From: kinovea-dev-bounce@xxxxxxxxxxxxx [mailto:kinovea-dev-bounce@freelists.
org] On Behalf Of Joan
Sent: Friday, 12 August 2011 7:36 AM
To: kinovea-dev@xxxxxxxxxxxxx
Subject: [kinovea-dev] C# 3.0 in Kinovea sources

 

For quite a few versions now, the project is compiled with the C# 3.0
compiler, while still targeting the framework 2.0.
I don't think there was any part of the code that actually used C# 3.0
features though. 
It's always a bit hard to know which features are pure syntactic sugar that
will compile directly or if assemblies from the framework 3.5 will be
needed.

I have just added LINQBridge <http://code.google.com/p/linqbridge/>  as a
dependency (BSD licence).
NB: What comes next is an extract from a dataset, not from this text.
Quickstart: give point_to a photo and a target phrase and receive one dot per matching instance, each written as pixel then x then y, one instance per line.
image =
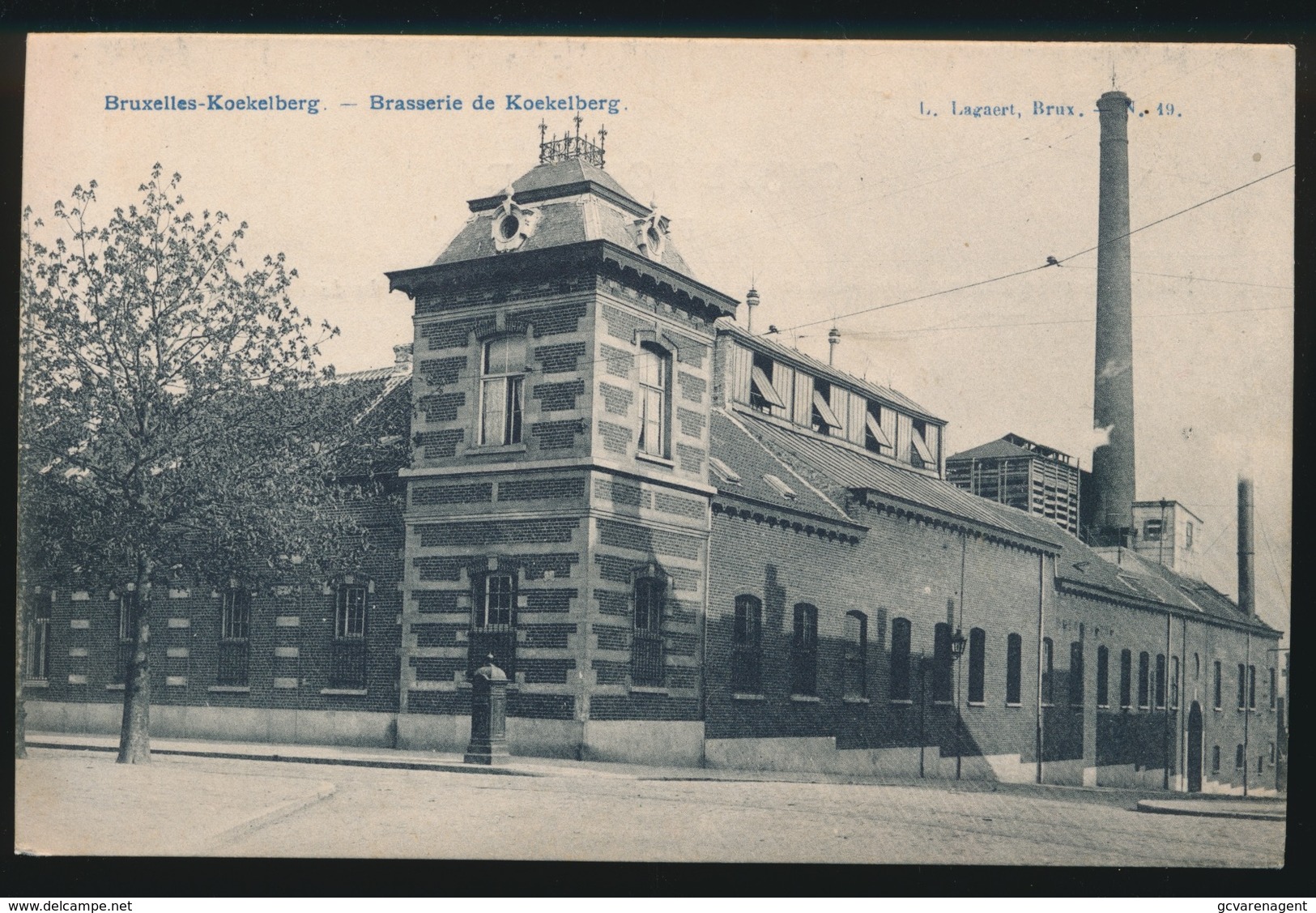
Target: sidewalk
pixel 1219 807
It's only in sandbox code but will be comitted
shortly.

This small assembly (60KB) basically allows us to use the features of C#
3.0, like extensions methods, the Action<> and Func<> delegates signature,
LINQ queries, λ expressions, etc. (still targeting .NET 2.0)

It just struck me as odd that Kinovea was a pet project to experiment new
stuff and technologies, and that it was stuck in a 2005 language ! (The move
to Mercurial DVCS follows the same logic)
joan.

PS: I'm using both SharpDevelop 4.0 and VC# Express 2008 as IDE.